NY City Council passes NYPD surveillance oversight bill
In a stunning turn of events that seemed impossible just a month ago, the New York City Council on Thursday voted 44-6 — a veto-proof majority — in favor of passing the Public Oversight of Surveillance Technology (POST) Act. The bill will now head to Mayor Bill De Blasio for his signature within the next 30 days.
The POST Act not only compels the NYPD to divulge the existence of its entire public surveillance capability, it also requires the department to develop cohesive policies as to how those capabilities will be used.
“For years the NYPD has assembled this really chilling and invasive setup of tools that can target the most intimate aspects of our lives,” Albert Fox Cahn, Executive Director of the Surveillance Technology Oversight Project, told Engadget. “They haven’t had to tell New Yorkers what they’re getting, how they’re using it, or how that information is being shared with other agencies.”
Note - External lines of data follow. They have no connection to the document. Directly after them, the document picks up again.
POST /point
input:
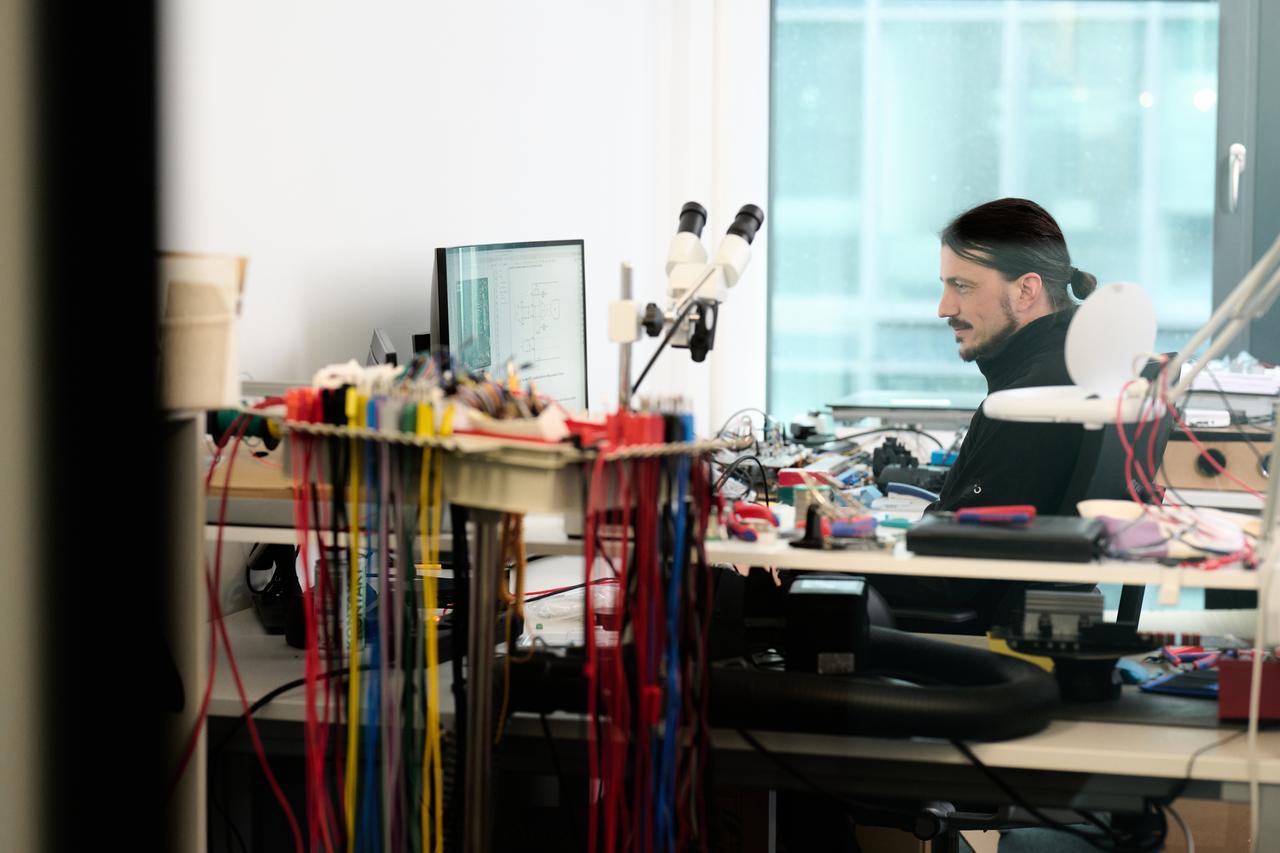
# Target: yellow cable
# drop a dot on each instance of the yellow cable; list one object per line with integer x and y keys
{"x": 425, "y": 425}
{"x": 353, "y": 409}
{"x": 433, "y": 729}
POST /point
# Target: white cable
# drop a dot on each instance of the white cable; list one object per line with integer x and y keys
{"x": 1256, "y": 697}
{"x": 1187, "y": 831}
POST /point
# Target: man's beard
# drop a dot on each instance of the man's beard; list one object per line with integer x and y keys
{"x": 997, "y": 340}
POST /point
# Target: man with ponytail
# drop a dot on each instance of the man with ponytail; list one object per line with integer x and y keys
{"x": 1009, "y": 291}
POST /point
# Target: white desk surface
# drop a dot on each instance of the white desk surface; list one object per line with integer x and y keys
{"x": 544, "y": 534}
{"x": 266, "y": 662}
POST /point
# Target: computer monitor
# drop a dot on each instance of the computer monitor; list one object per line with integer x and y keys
{"x": 524, "y": 302}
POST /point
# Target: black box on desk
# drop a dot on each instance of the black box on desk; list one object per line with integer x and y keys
{"x": 827, "y": 628}
{"x": 1046, "y": 537}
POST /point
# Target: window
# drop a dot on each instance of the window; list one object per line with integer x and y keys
{"x": 890, "y": 117}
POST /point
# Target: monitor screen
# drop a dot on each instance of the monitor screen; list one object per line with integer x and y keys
{"x": 525, "y": 302}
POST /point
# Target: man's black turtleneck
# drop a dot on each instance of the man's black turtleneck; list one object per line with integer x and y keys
{"x": 1001, "y": 461}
“It’s really crucial that we understand how our data is being collected, how our communities are being surveilled,” he continued. Cahn also noted that for Black New Yorkers, police surveillance is a matter of life and death. “Police surveillance leads to more police stops, more arrests, and even more police violence,” Cahn said.
The NYPD’s domestic surveillance capabilities are nothing to sneeze at. The department’s $6 billion annual budget has provided access to everything from facial recognition, which have already been banned by San Francisco, Oakland, Seattle and a number of other metropolitan cities, six-figure “X-Ray vans,” Stingray ICMI-catchers, and a host of other intrusive systems.
Among the most unsettling capabilities, and one that STOP is still fighting against, is the department’s use of geofence watch technology. “This is where the NYPD can use a single judicial order to identify every single person in a geographic area,” Cahn said. “That can be a single house, it can be a street, it could be an entire neighborhood, or it could be identifying every single person at a protest.”
STOP is already litigating against the NYPD’s use of geofence watching and that case is ongoing. Today’s vote by the city council is a positive sign, however.
“I don’t think there is any chance that we would have seen this bill passed, especially not by a 44 to 6 margin without the incredible public solidarity that we’ve seen in New York and cities around the country,” Cahn exclaimed. “This really speaks to the power of people to reshape what is considered possible in politics, to reshape our laws, to reshape our constitutional protections, and to fight back against police abuses.”
“None of the bills that passed today would have passed if not for those protests,” he concluded.
Once signed, the bill will not go into effect for a couple months so if you’re going demonstrating, be sure to take all necessary precautions to protect your identity.
Engadget has reached out to both the NYPD and the bill’s sponsor, NYC District 16 Councilwoman Vanessa L Gibson, for comment and will update this post upon their response.